Dynamics of Induced Systems

TL;DR

This paper explores the relationship between the dynamics of a continuous map on a metric space and the induced map on the space of compact subsets, focusing on transitivity and other properties.

Contribution

It introduces a detailed analysis of the dynamical properties of induced systems on compact subsets, linking the dynamics of the original map to the induced map.

Findings

Characterization of transitive points in the induced system

Examples illustrating the dynamics of the induced system

Insights into the properties of the induced system $(2^X,f_*)$

Abstract

In this paper, we study the dynamical properties of actions on the space of compact subsets of the phase space. More precisely, if $X$ is a metric space, let $2^X$ denote the space of non-empty compact subsets of $X$ provided with the Hausdorff topology.

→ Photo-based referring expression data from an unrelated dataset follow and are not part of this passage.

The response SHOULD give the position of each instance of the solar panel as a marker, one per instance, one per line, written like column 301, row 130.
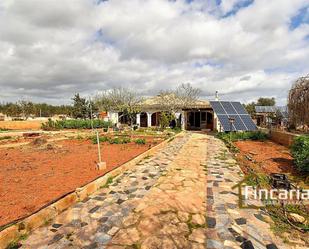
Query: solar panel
column 218, row 107
column 226, row 110
column 239, row 108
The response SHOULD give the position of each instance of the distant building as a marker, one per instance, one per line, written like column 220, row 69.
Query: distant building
column 271, row 116
column 201, row 115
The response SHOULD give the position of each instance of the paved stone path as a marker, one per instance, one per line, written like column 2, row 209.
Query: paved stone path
column 229, row 226
column 139, row 204
column 162, row 203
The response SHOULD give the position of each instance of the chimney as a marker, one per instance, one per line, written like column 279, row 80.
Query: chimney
column 217, row 96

If $f$ is a continuous self-map on $X$, there is a naturally induced continuous self-map $f_*$ on $2^X$. Our main theme is the interrelation between the dynamics of $f$ and $f_*$. For such a study, it is useful to consider the space $\mathcal{C}(K,X)$ of continuous maps from a Cantor set $K$ to $X$ provided with the topology of uniform convergence, and $f_*$ induced on $\mathcal{C}(K,X)$ by composition of maps. We mainly study the properties of transitive points of the induced system $(2^X,f_*)$ both topologically and dynamically, and give some examples. We also look into some more properties of the system $(2^X,f_*)$.